Craig takes this week’s superpowers demonstration. It proves that he can walk up thirty flights of stairs very quickly whilst also carrying a large collection of parcels for a pretty young lady. That’s handy.
Into the story proper, it’s not long before a sweet little model submarine finds itself on the bed of the loch. Whilst Richard and Sharron take stock, I find myself wondering exactly why Drobnic’s enemies decided to sabotage the submarine. Surely there must have been easier ways to kill him?
After all, you’d assume that security at Holy Loch would be pretty tight. But obviously not, since the baddies were able (although we’re not given specifics about exactly how they did it) to pop a bomb on the HMS Weatherby without anybody noticing.
Viola Keats goes into full overacting mode as a hysterical Mrs Drobnic confronts Sharron. Luckily Sharron is more than a match for her and sedates the woman before she gets too annoying. Meanwhile, Richard is clashing with a surly chief engineer called Raven (Mike Pratt). Pratt adds a touch of class to the story – it’s Raven’s conflict with Richard and Sharron that provides the episode with a dollop of drama.
Richard’s priority is to keep Drobnic alive. The way he persuades a reluctant Sharron to operate is noteworthy, as are his clashes with Raven and the rest of the crew. Until the operation is complete he won’t allow them to move the sub – naturally enough, the others aren’t too keen to potentially sacrifice their lives just so Drobnic can live.
That Drobnic is dismissively referred to as a “butcher” hints at a complexity the script doesn’t really possesses. The President is only given a handful of lines before the bomb goes off and none of them address his morality or character.
If Drobnic remains undeveloped, then the same goes for his opponents. More could have been done with both sides, but they’re clearly just story elements designed to create the crisis situation.

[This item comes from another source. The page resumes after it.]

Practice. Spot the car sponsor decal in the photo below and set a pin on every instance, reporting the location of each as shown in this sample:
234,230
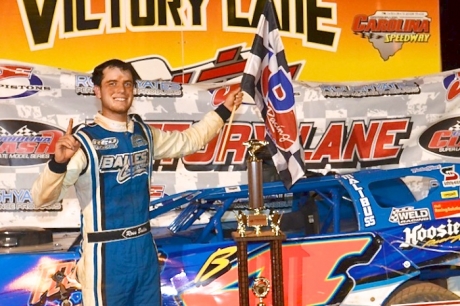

Twelve Hours lacks the same sort of slowly increasing claustrophobic terror as, say, the UFO episode Subsmash. Even when the air is getting pretty low, Richard and Sharron greet the news with equanimity. No doubt this is due to their superpowers (while the crew are staggering about, barely able to breathe, our heroes hardly break into a sweat) but it does sap the episode of tension.
This also goes for the way that Sharron needs very little persuading before popping on a set of scrubs and going into major surgery mode on Drobnic. Especially since surgery isn’t really a skill of hers.
The best submarine episode of the series so far (admittedly that’s only a low bar to jump over) this one rates a decent score of three out of five.